A worldwide crisis of dying fish are reported all across the globe.
While there has always been smaller reports of incidences such as this throughout history, the recent events are huge, with many cases reporting as many as 30 tons of fish. Countries that have been hit include China, Chile and Vietnam.
At present there is no explanation for the deaths of so many fish, but it certainly has got environmental officials worried.
This report in the Smithsonian was recently published, entitled “Why Are Chilean Beaches Covered With Dead Animals?” which documents the recent occurrences of dead fish filling the Chilean shores.

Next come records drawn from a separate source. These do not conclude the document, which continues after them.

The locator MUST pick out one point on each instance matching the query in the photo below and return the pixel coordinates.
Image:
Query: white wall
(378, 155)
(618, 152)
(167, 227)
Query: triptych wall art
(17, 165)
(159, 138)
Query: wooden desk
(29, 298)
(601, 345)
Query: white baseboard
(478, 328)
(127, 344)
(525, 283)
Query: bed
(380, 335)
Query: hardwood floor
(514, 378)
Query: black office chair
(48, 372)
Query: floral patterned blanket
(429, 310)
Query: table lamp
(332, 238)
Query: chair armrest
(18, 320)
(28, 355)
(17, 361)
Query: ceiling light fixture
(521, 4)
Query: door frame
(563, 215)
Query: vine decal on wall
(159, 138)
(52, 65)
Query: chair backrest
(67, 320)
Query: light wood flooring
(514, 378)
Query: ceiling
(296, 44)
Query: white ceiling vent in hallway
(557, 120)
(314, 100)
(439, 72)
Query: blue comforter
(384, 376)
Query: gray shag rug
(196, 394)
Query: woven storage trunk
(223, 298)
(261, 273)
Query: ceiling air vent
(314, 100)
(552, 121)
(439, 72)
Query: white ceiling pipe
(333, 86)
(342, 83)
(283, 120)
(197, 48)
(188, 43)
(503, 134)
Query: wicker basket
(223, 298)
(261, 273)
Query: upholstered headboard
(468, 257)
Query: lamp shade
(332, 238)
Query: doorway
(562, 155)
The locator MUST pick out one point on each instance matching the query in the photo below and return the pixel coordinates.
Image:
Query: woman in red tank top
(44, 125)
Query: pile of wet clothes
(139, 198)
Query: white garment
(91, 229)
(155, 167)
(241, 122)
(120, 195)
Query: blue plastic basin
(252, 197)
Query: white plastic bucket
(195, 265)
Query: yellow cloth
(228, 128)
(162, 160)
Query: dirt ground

The numbers of dead sea life in Chile are shocking, 300 whales, 8,000 tons of sardines, and nearly 12 percent of the country’s annual salmon catch have all be lost to the epidemic.
While the deaths are extremely worrying to the Chilean authorities, they have no idea what the cause is.
In Vietnam the problem is so big that soldiers have been deployed across beaches to bury the dead fish in the sands, in an attempt to shield the problem from the locals and tourists.
The Telegraph reported on an other such case in Bolivia, from the article –
“Thousands of dead fish have washed up onto the shores of a lake in Bolivia.
Just before they died, some of the fish had just hatched from their eggs in lake Alalay, in the central Bolivian city of Cochabamba.
No one yet knows the number of dead fish, but they have stockpiled five cubic metres (177 cubic feet) so far, so it’s possible there is over a tonne of dead fish in the lake.”
These instances give a strong case to environment protectors who have been warning about the pollution of the seas in recent years.